Jérémy Bertrand, 30 ans, et sa compagne Claire Texier, 32 ans, sont éleveurs et bergers. Chaque été, ils conduisent leur troupeau de 1600 bêtes en estive dans les alpages dominant Enchastrayes et la vallée de Barcelonnette, dans les Alpes-de-Haute-Provence. Propriétaires de 400 bêtes (200 mères et 200 agneaux), ils gardent 1200 bêtes supplémentaires confiées par sept autres éleveurs. Ce travail salarié leur permet de vivre de leur métier sans les aides de la Politique Agricole Commune, qui sont conditionnées par de nombreuses contraintes administratives et techniques (puçage électronique des bêtes, sélection des béliers reproducteurs par génotype, etc.) pesant lourdement sur l’autonomie et l’avenir de la profession. Pour Jérémy et Claire, l’enjeu est de pouvoir « choisir entre un modèle agricole industriel, productiviste, destructeur d’emplois et rendant les éleveurs dépendants des subventions, et un modèle paysan destiné à nourrir les hommes, tout en créant des emplois et en respectant le vivant et l’environnement. »

Le retour du loup dans les montagnes françaises révèle la vulnérabilité des troupeaux et la fragilité de l’élevage pastoral. Malgré l’adoption de chiens de troupeau, la mise en place de parcs électriques la nuit et la présence continue du berger la journée, le loup s’est adapté et parvient à contourner ces dispositifs en attaquant en plein jour. Cet été, leur troupeau a subi huit attaques. Les attaques récurrentes découragent de nombreux éleveurs, et met peu à peu à mal une profession souvent impuissante faute de régulation efficace des populations de loups en milieu pastoral.
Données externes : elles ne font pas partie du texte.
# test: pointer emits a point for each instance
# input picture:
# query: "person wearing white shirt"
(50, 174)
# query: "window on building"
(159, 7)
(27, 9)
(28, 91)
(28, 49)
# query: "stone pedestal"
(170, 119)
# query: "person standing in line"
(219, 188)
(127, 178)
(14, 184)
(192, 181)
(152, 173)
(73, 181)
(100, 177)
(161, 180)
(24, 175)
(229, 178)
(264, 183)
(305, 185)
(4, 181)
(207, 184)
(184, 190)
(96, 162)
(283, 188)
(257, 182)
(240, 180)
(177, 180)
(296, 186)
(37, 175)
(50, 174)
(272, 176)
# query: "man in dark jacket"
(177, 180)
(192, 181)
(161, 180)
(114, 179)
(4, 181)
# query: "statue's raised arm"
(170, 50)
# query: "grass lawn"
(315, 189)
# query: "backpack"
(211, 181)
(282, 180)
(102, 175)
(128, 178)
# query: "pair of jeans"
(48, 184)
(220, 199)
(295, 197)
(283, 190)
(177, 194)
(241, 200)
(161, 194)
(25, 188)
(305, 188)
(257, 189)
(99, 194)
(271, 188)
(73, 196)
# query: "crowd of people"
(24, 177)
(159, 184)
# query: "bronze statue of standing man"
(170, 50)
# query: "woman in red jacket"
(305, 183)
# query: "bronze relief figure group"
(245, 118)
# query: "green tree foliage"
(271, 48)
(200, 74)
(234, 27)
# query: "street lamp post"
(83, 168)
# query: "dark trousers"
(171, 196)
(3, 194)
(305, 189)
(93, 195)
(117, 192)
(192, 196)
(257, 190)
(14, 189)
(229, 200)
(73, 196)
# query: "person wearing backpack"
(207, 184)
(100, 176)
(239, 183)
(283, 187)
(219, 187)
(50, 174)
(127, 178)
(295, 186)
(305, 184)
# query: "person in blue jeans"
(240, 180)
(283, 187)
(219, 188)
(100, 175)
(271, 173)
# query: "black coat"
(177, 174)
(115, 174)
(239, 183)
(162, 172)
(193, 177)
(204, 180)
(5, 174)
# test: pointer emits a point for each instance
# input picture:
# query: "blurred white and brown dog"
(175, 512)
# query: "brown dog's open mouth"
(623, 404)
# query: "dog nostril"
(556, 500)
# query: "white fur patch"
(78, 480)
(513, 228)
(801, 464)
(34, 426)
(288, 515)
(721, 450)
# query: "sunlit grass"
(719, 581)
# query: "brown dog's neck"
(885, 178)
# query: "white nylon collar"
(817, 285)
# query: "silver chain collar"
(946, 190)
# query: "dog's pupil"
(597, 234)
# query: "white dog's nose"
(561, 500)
Pour Jérémy et Claire, la question du loup mérite d’ouvrir les yeux sur la gestion de nos milieux, tour à tour mis sous cloche ou totalement artificialisés : « Le loup n’arrive pas par hasard, les milieux lui sont favorables. L’avancée de la forêt en montagne en est l’exemple le plus frappant. L’homme s’est déconnecté du vivant. On a abandonné des zones productives au profit de zones de chasse privée ou de loisirs. La nature nous sert de poumon de loisir, de fantasme, mais reste à distance. Elle n’est plus celle qui nous nourrit. C’est bien cela qu’il faut regarder en face. De quoi vit notre société ? Sur quel socle a-t-on bâti notre empire ? Comme réponses j’ai bien peur qu’on trouve la dépendance, l’abandon des savoir-faire, l’esclavage moderne des hommes et des terres lointaines… Le loup soulève toutes ces questions auxquelles nous devons réfléchir. »

A l’heure où la profession se trouve entre chien et loup, entre espoir et crainte, et où la société se met en quête d’une agriculture plus respectueuse de l’environnement et du vivant, la cohabitation avec les grands prédateurs est l’occasion unique de reconsidérer la place du berger dans un territoire de montagne partagé.